Überschneidungen, Überlappungen. Der tönende Film. Hanns Schwarz ist hier mithilfe dreier Kameramänner zunächst eine Stadtsinfonie, dann, nach der Choreografie der Räume, eine Choreografie der Gesten, eine psychologische Studie gelungen. Vom Symbolismus zum Realismus, vom expressionistischen Gestus der Montagekunst zur Innerlichkeit des verweilenden Individuums. Über der das Geräusch – und sein Klang! – als Anwesendes wie entscheidend auch als Abwesendes, majestätisch schwebend, wie ein junger Kalif den Thron der Kinematographie besteigt.

Kleine Preziosen, wenn beispielsweise der Ton das Rededuell zweier Väter, auf einer Bank, vor dem Hause sitzend, Pfeife rauchend, mit einer unnachahmlichen Lässigkeit ins Bild setzt, werden so zu neuartigen künstlerischen Offenbarungen: Die rein filmische Dauer, als Anmutung von Präzision in Bild und Ton, welche sich nur in dieser symbiotischen Verflechtung als Eigentliches manifestieren kann. Anwesenheit in Echtzeit suggerierend und dabei gleichzeitig als kabarettistisch absurdes Filetstück funktionierend. Ein mit filmischer Urkraft umgesetzter Naturalismus, als monumentales technisch-kapitalistisches Unterfangen.

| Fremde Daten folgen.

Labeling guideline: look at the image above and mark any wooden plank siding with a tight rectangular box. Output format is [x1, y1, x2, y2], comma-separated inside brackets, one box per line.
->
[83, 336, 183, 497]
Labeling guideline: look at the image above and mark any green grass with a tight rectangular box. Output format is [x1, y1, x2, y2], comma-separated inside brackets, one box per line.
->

Während wir bei Vibenius am Ende in die Augen Lindbergs Blicken, bevor sie auf der leeren Landstraße den Film gen Horizont verlässt, und der Wind durch die kahlen Äste eines einsamen Baumes am Straßenrand pfeift, zeigt uns Hanns Schwarz in Melodie des Herzens zunächst wieder eine Trauerweide in ihrer ganzen Pracht – die gleiche Einstellung wie zu Beginn des Films – bevor die Blühende nach einer Überblendung kahl vor uns erscheint. Ein Übergang, vom Anfang zum Ende, eine Erinnerung, als Sinnbild und Abgesang: Das Schwanenlied des Stummfilms.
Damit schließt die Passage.